20 Temmuz sabahı başlayan harekâtı 22 Temmuz’da BM Güvenlik Konseyi kararıyla duran Türkiye, Yunanistan ve İngiltere ile görüşmelere başladı. Cenevre’de yapılan görüşmelerden bir sonuç alınmayınca “Ayşe tatile çıksın” parolasıyla 13 Ağustos’ta 2. harekât icra edilmeye başlandı. Rum ordusunun desteklediği milisler geri çekilirken, kuşatmaya aldıkları Türk köylerinde tamamı kadın, çocuk ve yaşlılardan oluşan yüzlerce masum sivili katledip toplu mezarlara gömdü. Yakın tarihin en acımasız katliamı yapıldı.

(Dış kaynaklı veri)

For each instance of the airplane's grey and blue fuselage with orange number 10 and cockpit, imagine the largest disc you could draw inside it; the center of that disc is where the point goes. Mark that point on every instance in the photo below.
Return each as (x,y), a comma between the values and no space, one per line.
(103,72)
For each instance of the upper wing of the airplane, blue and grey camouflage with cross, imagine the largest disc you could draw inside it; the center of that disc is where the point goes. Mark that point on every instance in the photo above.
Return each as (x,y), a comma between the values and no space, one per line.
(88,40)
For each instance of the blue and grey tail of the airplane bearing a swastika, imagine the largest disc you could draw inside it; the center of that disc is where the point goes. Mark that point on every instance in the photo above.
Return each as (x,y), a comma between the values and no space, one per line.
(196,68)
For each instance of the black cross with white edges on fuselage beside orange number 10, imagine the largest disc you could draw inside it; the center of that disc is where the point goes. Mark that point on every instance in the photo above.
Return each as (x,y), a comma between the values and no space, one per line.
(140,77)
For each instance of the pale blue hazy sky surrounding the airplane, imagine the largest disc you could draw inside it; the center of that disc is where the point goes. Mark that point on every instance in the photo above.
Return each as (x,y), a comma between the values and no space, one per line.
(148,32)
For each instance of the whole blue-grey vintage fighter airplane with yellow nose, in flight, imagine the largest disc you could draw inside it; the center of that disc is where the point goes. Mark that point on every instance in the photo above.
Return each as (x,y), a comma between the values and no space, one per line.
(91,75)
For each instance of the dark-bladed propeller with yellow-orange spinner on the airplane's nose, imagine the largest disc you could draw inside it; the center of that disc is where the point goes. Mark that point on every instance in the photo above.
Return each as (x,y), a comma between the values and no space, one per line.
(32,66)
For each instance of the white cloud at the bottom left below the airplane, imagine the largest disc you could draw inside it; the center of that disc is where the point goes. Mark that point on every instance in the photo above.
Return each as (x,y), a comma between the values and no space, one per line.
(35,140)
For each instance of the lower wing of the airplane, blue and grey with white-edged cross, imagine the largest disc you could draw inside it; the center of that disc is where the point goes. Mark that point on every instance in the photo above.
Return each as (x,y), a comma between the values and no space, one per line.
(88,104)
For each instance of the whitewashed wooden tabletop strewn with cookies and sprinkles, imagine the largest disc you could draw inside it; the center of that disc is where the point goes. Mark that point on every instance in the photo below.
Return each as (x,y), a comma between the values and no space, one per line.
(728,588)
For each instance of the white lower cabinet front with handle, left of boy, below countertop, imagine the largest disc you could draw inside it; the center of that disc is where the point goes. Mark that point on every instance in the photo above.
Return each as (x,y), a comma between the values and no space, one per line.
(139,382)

13 Şubat 1975’te Kıbrıs Türk Cumhuriyeti kuruldu ve Rauf Denktaş ilk Cumhurbaşkanı seçildi. O tarihten günümüze kadar çeşitli ayak oyunlarıyla Kıbrıs Türklüğünü adadan uzaklaştırma çabaları hız kesmeden devam etti. Türlü türlü planlar devreye girdi. “Tek Devlet” adı altında Türkleri yok etmek, “siyasi eşitlik” martavalıyla Türk kimliğini eritmek, Türkiye’nin garantörlüğünü ve adadan Türk askerinin çıkarılmasını şart koşmak, AB normlarını dayatarak Kıbrıs Türklerini Türkiye’den soyutlamak gibi öneriler sundular. Bu planın bir tek adı vardı; silahsız işgal… Türkiye ise buna karşılık adada 40 bin asker konuşlandırdı.
Neredeyse yarım asırdır müzakere edilen süreçte Türk tarafının yapıcı rolüne rağmen, Rum tarafının uzlaşmaz tavrı nedeniyle bir sonuç çıkmadı ve “iki devletli” çözümden başka seçenek kalmadı.
Kıbrıs Türk Cumhuriyetinin tanınması ve adadaki Türk varlığının korunması için canıyla, kanıyla bedel ödeyen aziz şehitlerimizin ve tüm mücahitlerin, Kıbrıs Türklüğünün milli mukavemetini oluşturan Dr. Fazıl Küçük ve Raif Rauf Denktaş başta olmak üzere ömrünü Kıbrıs Türklüğünün hürriyet ve istiklaline adayan tüm dava adamlarının ruhu şad, mekânı cennet olsun.